Regeln und Heuristiken sind als Transducer implementiert.

39 Regeln
25 kontextuelle Heuristiken
11 nicht-kontextuelle Heuristiken

Leistung:

Test A: Corpus mit 255 Sätzen (5752 Wörter)

=> 54% Wörter sind mehrdeutig. Nach Anwendung aller Regeln: 1,3% Fehlerrate (s. Tabelle 1)

Test B: Zeitungscorpus mit 12.000 Wörtern (mit Schreibfehlern und vielen Eigennamen)

Nach Anwendung aller Regeln: 2,5% Fehlerrate (s. Tabelle 2)

Kombination von statistischem und constraint-basiertem Tagging

Versuchsanordnung:

  1. Einsatz des constraint-basierten Taggers ohne die nicht-kontextuellen Heuristiken (Aus Zeitungskorpus mit 12.000 Wörtern bleiben 1400 mehrdeutig.)
  2. Einsatz des statistischen Taggers unabhängig vom vorherigen Lauf des constraint-basierten Taggers. Für die Fälle, wo der constraint-basierte Tagger keine Eindeutigkeit herstellt, wird das vom statistischen Tagger ermittelte Tag genommen. (Erzeugt 220 Fehler auf die 1400 Mehrdeutigkeiten.)
  3. Die verbleibenden Mehrdeutigkeiten (0,5%) werden durch die nicht-kontextuellen Heuristiken behandelt. (Erzeugt nur 150 Fehler auf die 1400 Mehrdeutigkeiten.)

Fehleranalyse

  1. Fehler durch Mehr-Wort-Ausdrücke (15 Fehler).
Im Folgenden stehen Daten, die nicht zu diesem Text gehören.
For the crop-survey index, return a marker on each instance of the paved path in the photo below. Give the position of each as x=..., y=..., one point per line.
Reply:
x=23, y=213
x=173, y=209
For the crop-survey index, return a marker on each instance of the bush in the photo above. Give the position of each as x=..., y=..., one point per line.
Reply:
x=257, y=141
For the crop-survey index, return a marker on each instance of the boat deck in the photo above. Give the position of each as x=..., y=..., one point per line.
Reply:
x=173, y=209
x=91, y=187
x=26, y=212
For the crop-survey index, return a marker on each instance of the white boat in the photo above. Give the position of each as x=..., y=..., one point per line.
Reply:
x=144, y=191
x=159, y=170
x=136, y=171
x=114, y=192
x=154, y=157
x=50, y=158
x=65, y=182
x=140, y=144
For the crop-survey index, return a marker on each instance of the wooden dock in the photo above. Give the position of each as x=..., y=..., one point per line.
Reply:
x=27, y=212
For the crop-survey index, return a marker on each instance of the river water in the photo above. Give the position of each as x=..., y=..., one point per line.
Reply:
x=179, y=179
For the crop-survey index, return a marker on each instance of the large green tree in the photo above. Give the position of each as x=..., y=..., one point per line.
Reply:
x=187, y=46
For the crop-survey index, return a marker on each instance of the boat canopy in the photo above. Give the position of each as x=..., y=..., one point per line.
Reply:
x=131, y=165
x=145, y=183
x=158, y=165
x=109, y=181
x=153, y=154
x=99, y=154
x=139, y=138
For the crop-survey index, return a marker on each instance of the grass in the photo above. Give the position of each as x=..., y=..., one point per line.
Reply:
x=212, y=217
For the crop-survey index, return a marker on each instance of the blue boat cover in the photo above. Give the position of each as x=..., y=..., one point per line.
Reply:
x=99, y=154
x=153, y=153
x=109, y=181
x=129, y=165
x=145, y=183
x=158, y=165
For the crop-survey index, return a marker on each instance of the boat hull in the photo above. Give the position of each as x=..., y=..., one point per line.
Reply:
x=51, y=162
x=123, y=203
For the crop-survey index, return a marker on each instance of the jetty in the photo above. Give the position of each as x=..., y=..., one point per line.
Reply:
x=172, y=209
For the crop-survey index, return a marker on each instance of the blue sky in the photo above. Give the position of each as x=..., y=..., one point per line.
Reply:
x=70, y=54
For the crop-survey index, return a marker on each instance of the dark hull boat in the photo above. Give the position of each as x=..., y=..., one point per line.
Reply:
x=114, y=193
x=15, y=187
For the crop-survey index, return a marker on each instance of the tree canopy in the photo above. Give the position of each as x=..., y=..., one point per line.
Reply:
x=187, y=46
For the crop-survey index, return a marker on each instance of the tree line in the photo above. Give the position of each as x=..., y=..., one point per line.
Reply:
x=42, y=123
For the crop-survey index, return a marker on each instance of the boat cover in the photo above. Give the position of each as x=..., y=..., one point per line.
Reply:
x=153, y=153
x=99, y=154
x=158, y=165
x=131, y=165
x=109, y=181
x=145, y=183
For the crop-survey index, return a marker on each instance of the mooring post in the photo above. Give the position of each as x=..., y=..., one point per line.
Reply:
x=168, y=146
    Lösung: Lexikalisierung der Ausdrücke

  2. korrigierbare Fehler (41 Fehler)

    Lösung: Korrektur und Ergänzung der Regeln (das vorliegende Ergebnis wurde unter Zeitbegrenzung erzielt.)

    Bsp.: "Prep + Clitic + Fin-Verb" war nicht verboten und wurde anwendet auf

    a l'est

  3. problematische (schwer zu korrigierende) Fehler (28 Fehler)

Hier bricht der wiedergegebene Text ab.